Rothwell Hill, Ascot Vale pinpointed as Melbourne investment property hot spot
Staff ReporterDecember 7, 2020

Pockets of two Melbourne suburbs, Thornbury and Ascot Vale have been pinpointed by Wakelin Property Advisory as having long-term investment potential. 

An “undervalued precinct” is typically a section of a suburb where there were certain attributes that meant there was more potential for growth, Jarrod McCabe, of Wakelin Property Advisory, said. 

The pockets should have all the characteristics underpinning demand and growth, not just one attraction such as relative affordability compared with the neighbouring suburb, he said.

A case in point is Ascot Vale, which has good access to the city by trains, trams and roads.

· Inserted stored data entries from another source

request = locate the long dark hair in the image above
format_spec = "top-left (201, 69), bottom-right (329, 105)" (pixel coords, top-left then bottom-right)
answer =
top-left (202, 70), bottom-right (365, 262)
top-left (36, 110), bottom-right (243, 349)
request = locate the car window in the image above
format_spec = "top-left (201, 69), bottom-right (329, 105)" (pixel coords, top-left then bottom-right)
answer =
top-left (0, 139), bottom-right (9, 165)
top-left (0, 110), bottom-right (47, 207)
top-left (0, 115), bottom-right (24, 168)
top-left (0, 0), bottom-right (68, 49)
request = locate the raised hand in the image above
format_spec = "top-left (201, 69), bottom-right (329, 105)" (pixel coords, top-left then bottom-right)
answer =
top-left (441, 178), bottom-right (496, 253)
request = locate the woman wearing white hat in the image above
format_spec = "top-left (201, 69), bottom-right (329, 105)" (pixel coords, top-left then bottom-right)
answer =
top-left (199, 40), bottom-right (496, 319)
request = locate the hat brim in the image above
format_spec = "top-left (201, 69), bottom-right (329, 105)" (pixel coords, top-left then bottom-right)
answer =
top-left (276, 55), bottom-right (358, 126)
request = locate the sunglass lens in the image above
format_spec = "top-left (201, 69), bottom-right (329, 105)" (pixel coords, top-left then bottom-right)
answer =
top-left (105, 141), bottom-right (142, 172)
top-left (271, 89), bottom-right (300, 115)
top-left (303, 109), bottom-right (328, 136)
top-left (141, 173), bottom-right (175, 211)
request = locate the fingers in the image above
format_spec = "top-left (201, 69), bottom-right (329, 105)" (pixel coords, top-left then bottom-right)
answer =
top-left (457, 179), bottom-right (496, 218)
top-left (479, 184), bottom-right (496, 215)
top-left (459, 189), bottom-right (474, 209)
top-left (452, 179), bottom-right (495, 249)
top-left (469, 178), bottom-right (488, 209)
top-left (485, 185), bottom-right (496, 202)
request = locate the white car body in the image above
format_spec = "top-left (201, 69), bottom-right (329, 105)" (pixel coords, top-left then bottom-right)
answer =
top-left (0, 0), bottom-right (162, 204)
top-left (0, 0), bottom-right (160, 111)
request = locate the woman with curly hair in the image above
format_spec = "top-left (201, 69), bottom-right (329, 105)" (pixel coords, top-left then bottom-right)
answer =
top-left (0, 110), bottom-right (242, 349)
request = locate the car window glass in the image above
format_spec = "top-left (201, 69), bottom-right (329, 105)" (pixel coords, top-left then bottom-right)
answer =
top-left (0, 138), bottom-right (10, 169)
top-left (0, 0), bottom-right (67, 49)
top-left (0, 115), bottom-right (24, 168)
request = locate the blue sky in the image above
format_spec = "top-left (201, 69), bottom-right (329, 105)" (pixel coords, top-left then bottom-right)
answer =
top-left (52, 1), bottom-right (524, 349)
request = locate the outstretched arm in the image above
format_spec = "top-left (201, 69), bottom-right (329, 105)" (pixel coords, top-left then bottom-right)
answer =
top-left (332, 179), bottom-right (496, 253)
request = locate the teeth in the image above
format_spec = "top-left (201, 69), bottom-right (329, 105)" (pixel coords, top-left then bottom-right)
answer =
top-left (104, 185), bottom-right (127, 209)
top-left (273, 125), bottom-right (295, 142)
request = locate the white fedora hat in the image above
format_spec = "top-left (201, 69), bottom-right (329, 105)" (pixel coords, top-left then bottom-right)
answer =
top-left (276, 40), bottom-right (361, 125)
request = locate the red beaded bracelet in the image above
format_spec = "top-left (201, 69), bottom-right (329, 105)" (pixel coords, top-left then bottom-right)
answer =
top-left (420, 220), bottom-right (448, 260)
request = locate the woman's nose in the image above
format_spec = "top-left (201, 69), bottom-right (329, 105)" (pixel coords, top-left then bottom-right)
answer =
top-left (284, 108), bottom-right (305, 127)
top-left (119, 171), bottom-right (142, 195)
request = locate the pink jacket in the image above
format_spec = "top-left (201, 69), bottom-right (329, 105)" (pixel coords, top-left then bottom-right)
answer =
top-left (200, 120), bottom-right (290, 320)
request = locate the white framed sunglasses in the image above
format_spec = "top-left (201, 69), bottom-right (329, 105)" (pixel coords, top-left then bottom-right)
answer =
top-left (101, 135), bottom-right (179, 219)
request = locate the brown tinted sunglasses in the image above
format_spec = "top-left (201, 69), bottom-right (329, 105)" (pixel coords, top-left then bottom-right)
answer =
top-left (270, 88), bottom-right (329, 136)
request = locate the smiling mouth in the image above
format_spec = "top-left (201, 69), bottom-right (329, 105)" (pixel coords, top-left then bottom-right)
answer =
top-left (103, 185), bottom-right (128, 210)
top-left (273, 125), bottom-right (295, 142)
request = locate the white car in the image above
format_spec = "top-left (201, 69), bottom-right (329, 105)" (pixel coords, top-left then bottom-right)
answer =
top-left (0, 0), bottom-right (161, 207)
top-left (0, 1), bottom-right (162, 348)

Union Road has a really good village atmosphere; it’s really gentrified noticeably over the last five to 10 years, and has got a real variety of shops, cafes and restaurants,” Mr McCabe said.

“Proximity to Union Road and the train station are very important, so the Rothwell Hill section … is highly desirable; particularly towards the northern-end to Maribyrnong Road.”

There were also some very good pockets just west of Union Road, but buyers wouldn’t want to go too far west because it was further away from public transport and cafes, he added. 

Parts of Thornbury where the house median is still in the mid-$900,000s, compared with Northcote’s $1.05 million median could be worth a look by investors, especially areas close to the High Street village and train line near St Georges Road. There were opportunities towards Merri Creek, but be cautious of industrial areas, he suggested.

In comparison to undervalued precincts, Mr McCabe compared ”hot spots” to the property investment equivalent of “the latest fad diet” seen on the cover of women’s magazines. 

He said a hot spot was typically an entire suburb experiencing short-term price growth, and had only a few characteristics for consistent strong performance. 

“What will happen is you’ll get growth in the short term, while whatever new infrastructure or industry is being put into the area,” he said. “But once that becomes the norm, most likely the capital growth will revert back to its previous performance rather than continuing to be a high performer," Mr McCabe said.